Your first patent application – you try to think of all of the possible variations, all the possible diseases that could be diagnosed or treated, all the potential doses, all the potential chemical or protein variants.  But will these lists provide sufficient support for the patent claims you seek in years to come?

It might depend on what data you have for support, how the application characterizes all of these possibilities, and which country ‘s patent office is the overseer.

A recent case of between Forward Pharma and Biogen illustrates some of the difficulties in crafting claims to capture the competition.  It is particularly difficult when the competition doesn’t appear until years later.  Forward’s original filing was a 2004 application, that matured into a PCT, and then spawned national phase applications.  For the US application, Forward filed claim amendments in 2013, seeking to copy claims from a Biogen application and thereby ensnare Biogen’s multiple sclerosis (MS) drug, Tecfidera.

How is this possible?  There is no prohibition on shaping your claims to cover your competitor’s product.  It can be a smart strategy.  But it takes some foresight to craft an application that has enough specifics and data to capture that scope.  That forward view (no pun intended) is not always possible or apparent at the time the application is drafted.

Such appears to have been the case with Forward’s application.  The active ingredient described in the application (and in Biogen’s patent application and product) is dimethyl fumarate (DMF).  Forward’s application described how to formulate and dose DMF to address gastro-intestinal side-effects that some patients experienced when taking higher doses of DMF. The application included a large list of potential diseases that could be treated with DMF.  It also described methods for slowly escalating doses over a series of weeks.

Biogen’s Tecfidera is dosed at 480 mg/day.  Biogen’s patent claimed the method covering this commercial product, a method of treating MS with DMF at a dose of 480 mg/day.  Forward attempted to place this claim in its 2013 amendment.  Pointing to its specification, the 480mg/day was one of the doses provided in the application and MS was one of the diseases in a long list of potentially treated conditions.

However, the US patent office[1] found that the descriptions in the application didn’t support this method claim.  Why?  The application lacked sufficient support that would lead one to connect the dots select the particular dose as an effective treatment for MS.  In Forward’s specification, the dose was described only with specific reference to psoriasis.  Moreover, the 480mg/day was one of a number of interim doses meant to acclimate a patient to a higher dosing regimen. The patent office (and the Federal Circuit when this case came to the court) explained that the application did not guide one to recognize 480 mg as the therapeutically efficacious dose (rather than an interim step) and did not provide any data or explanation that would lead one to understand this dose would be efficacious for MS.

What intrigued me in this was a comparison to another case heard by the UK Supreme Court.  This case looked at what is referred to in Europe as “plausibility.”  The question being how much data does a patent application need to support the claims.  In the case of Warner Lambert’s pregabalin application[2], the claims were directed to treating neuropathic pain.  However, the data in the application addressed only inflammatory pain.  The court found that there was nothing within the application itself to make it plausible that the drug would also be effective for neuropathic pain.  Warner-Lambert argued that the scientific literature suggested an overarching connection between the two types of pain that would make it possible that a drug could work through this shared pathway.  Even so, the court held that nothing in the application or the knowledge in the field suggested that pregabalin would hit this shared mechanism rather than a target only on the inflammatory pain side of things.  Possibility was not enough to get to plausibility and thus, there was a lack of “sufficiency of disclosure” (what we would call written description here in the US) for the claims at issue.

Both the pregabalin case and the Forward scenario have some overlap, namely hindsight is 20-20  It’s easy once you reach the commercial drug and the approved indication and therapeutic dose to see where the patent claims need to be.  But by that time, it’s likely too late. There’s no perfect solution.  Disclose too much of a general description early on and you don’t have enough specifics and enough data to support specific dosing claims and disease of interest.  Wait too long and you have likely disclosed the invention in some publication or clinical trial or perhaps gotten scooped by someone else.

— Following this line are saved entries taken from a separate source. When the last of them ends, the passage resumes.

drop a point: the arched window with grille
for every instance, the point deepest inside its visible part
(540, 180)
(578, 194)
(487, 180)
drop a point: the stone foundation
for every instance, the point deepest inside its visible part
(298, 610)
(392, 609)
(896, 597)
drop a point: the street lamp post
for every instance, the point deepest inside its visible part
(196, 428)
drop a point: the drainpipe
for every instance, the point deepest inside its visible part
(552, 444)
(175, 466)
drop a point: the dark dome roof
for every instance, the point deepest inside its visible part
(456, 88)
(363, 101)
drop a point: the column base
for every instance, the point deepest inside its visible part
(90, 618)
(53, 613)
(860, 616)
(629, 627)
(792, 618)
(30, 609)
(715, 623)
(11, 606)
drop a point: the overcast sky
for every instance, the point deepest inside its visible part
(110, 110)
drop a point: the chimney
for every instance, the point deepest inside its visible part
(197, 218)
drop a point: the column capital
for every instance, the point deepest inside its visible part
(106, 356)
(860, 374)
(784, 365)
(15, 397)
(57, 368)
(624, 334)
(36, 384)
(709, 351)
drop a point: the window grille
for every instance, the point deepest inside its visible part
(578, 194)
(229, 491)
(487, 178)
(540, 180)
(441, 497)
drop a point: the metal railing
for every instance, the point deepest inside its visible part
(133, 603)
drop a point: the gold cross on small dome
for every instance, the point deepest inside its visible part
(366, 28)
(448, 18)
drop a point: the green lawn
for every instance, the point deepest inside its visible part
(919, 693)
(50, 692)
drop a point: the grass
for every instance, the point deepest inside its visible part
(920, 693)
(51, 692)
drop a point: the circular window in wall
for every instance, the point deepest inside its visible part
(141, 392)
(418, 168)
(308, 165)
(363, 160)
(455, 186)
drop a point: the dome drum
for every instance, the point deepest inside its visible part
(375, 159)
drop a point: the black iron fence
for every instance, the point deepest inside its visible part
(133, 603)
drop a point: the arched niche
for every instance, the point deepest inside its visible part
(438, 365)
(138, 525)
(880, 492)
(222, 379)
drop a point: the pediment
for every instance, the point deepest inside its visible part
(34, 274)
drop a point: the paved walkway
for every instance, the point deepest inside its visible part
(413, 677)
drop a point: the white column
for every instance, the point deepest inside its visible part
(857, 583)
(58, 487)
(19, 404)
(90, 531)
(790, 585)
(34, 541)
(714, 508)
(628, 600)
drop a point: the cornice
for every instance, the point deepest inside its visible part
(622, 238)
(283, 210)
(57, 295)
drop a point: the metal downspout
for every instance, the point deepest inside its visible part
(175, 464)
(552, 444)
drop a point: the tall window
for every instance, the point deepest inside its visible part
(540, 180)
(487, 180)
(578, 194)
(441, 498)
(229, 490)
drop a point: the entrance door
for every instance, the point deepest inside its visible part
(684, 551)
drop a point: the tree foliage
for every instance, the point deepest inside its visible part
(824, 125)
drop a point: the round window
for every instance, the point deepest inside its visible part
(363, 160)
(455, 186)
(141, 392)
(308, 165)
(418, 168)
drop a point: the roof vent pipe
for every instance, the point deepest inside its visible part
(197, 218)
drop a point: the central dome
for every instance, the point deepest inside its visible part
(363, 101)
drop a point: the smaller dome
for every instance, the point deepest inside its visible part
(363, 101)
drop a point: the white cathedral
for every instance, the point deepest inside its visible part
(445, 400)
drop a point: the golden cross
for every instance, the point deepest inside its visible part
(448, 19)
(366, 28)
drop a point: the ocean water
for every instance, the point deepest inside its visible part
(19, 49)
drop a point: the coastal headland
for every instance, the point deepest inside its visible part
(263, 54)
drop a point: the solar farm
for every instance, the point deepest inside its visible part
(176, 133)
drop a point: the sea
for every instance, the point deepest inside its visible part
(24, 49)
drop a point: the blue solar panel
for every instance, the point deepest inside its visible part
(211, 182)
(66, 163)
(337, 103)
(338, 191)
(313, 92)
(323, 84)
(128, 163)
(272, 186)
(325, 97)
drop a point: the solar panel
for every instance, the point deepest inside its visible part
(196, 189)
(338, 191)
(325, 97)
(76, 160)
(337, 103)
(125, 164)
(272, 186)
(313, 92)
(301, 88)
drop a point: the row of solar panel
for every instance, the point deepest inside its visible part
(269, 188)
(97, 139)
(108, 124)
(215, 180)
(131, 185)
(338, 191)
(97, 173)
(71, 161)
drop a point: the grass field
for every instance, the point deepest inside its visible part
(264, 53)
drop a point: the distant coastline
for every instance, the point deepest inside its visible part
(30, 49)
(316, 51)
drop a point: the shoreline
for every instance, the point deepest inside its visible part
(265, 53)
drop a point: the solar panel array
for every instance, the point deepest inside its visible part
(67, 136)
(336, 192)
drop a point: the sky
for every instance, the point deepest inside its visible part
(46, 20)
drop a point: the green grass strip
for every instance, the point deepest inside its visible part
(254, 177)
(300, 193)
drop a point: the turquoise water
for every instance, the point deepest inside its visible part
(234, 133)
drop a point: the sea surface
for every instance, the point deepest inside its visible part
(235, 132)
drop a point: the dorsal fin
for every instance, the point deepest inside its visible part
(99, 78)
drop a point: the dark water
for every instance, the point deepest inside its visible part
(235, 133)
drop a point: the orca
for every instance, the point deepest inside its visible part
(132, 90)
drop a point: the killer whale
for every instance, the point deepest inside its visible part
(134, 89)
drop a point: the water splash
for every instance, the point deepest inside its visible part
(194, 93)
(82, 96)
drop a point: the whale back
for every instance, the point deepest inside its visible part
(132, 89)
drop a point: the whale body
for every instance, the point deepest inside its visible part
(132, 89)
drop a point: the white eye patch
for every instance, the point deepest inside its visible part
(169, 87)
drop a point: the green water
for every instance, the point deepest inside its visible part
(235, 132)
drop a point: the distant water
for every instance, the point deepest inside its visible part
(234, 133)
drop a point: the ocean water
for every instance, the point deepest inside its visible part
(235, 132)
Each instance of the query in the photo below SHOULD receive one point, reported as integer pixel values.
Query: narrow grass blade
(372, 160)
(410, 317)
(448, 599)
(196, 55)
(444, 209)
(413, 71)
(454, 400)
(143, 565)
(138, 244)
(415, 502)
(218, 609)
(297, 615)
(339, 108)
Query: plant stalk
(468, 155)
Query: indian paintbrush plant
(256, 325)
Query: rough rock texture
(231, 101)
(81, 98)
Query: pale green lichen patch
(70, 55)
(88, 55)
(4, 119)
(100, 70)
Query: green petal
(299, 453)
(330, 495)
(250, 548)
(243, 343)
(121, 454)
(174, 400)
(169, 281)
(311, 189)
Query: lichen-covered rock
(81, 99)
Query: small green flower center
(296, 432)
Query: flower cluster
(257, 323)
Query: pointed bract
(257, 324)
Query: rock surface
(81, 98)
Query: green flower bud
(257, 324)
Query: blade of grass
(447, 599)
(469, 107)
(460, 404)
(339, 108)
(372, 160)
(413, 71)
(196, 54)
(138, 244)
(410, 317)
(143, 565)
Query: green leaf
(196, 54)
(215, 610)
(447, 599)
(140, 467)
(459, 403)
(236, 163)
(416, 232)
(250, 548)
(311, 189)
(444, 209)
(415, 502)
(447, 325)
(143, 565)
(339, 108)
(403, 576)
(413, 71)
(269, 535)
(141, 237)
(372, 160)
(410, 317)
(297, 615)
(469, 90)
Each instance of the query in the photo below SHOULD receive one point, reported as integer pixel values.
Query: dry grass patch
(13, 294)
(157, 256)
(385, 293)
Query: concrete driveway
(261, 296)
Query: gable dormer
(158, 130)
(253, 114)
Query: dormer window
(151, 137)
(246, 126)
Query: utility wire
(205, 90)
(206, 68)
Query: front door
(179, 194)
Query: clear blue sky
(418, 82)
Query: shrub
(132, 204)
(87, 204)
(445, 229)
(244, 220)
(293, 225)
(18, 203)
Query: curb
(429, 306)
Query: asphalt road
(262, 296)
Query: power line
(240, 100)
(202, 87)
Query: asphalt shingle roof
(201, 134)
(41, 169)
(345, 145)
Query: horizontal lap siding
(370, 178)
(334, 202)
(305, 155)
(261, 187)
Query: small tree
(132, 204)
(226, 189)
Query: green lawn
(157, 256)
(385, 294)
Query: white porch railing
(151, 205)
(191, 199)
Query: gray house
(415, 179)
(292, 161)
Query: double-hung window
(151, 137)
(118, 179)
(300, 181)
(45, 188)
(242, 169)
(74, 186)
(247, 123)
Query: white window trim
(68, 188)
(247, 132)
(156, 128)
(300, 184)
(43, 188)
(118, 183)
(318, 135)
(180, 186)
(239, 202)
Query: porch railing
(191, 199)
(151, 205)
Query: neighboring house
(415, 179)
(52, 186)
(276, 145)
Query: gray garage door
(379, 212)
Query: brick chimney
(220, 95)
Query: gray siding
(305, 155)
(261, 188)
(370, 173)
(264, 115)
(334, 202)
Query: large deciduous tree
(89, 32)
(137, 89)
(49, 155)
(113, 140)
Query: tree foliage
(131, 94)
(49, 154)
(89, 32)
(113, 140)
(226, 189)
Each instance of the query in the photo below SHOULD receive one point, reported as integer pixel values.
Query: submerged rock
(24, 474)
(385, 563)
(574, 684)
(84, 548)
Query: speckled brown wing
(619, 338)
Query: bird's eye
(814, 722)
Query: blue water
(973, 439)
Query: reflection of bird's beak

Where does this leave things on the practical question of how much to disclose in an application?  It’s an on-going progression.  Initial applications set out the key concepts.  Later applications may focus on specific details of dosing and more specific disease targets.  And timing is everything because earlier applications once published become prior art – so this must be planned and orchestrated to balance the need for data and sufficient description with the potential risk for creating you own prior art bomb.


[1] The Federal Circuit case arises from an appeal of an interference proceeding between Biogen and Forward Pharma.  The interference was originally heard by the Patent Trial and Appeal Board (“Board”).  The Federal Circuit affirmed the Board’s findings.

[2] The commercial drug is Lyrica.


The content of this blog is for informational purposes only and does not offer legal advice. Circumstances are fact-specific and you should consult an attorney for legal advice concerning your individual issues.